Secara umum tujuan dan fungsi dari perizinan adalah untuk pengendalian dari aktivitas-aktivitas pemerintah terkait ketentuan-ketentuan yang berisi pedoman yang harus dilaksanakan baik oleh yang berkepentingan ataupun oleh pejabat yang diberi kewenangan. Tujuan dari perizinan dapat dilihat dari dua sisi yaitu :

a) Dari sisi pemerintah

1) Untuk melaksanakan peraturan

Apakah ketentuan-ketentuan yang termuat dalam peraturan tersebut sesuai dengan kenyataan dalam praktiknya atau tidak dan sekalipun untuk mengatur ketertiban.

2) Sebagai sumber pendapatan daerah

Adanya permintaan permohonan izin, maka secara langsung pendapatan pemerintah akan bertambah karena setiap izin yang dikeluarkan pemohon harus membayar retribusi dahulu. Semakin banyak pula pendapatan di bidang retribusi tujuan akhirnya yaitu untuk membiayai pembangunan.

b) Dari sisi masyarakat

1) Untuk adanya kepastian hukum.

2) Untuk adanya kepastian hak.

3) Untuk mendapatkan fasilitas setelah bangunan yang didirkan mempunyai

izin

Tindakan-tindakan pada suatu sistem perizinan, pembuatan undang-undang dapat mengejar berbagai tujuan dari izin.

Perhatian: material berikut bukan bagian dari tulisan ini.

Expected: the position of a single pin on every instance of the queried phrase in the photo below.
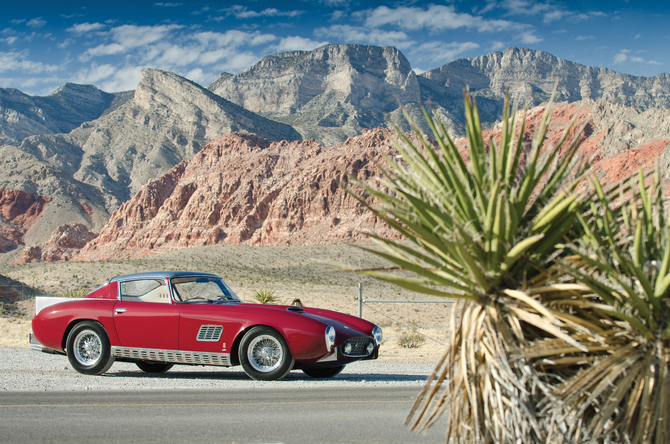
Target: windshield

Adapun motif-motif untuk menggunakan sistem izin dapat berupa :

a) Mengendalikan perilaku warga

b) Mencegah bahaya bagi lingkungan hidup

c) Melindungi subyek-subyek tertentu

d) Membagi sumber daya yang terbatas

2.4.3 Bentuk-bentuk Perizinan

Sutedi (2011:11), perizinan dapat berbentuk tertulis maupun tidak tertulis, dimana di dalamnya harus termuat unsur-unsur antara lain :

a) Instrumen yuridis

Izin merupakan instrument yuridis dalam bentuk ketetapan yang bersifat konstitutif dan yang digunakan oleh pemerintah untuk menghadapi atau menetapkan peristiwa konkret, sebagai ketetapan izin itu dibuat dengan ketentuan dan persyaratan yang berlaku pada ketetapan pada umumnya.

b) Peraturan perundang-undangan

Pembuatan dan penerbitan ketetapan izin merupakan tindakan hukum permerintahan, sebagai tindakan hukum maka harus ada wewenang yang diberikan oleh peraturan perundang-undangan atau harus berdasarkan pada asas legalitas, tanpa dasar wewenang, tindakan hukum itu menjadi tidak sah, oleh karena itu dalam hal membuat dan menerbitkan izin haruslah didasarkan pada wewenang yang diberikan oleh peraturan perundang-undangan yang berlaku, karena tanpa adanya dasar wewenang tersebut ketetapan izin tersebut menjadi tidak sah.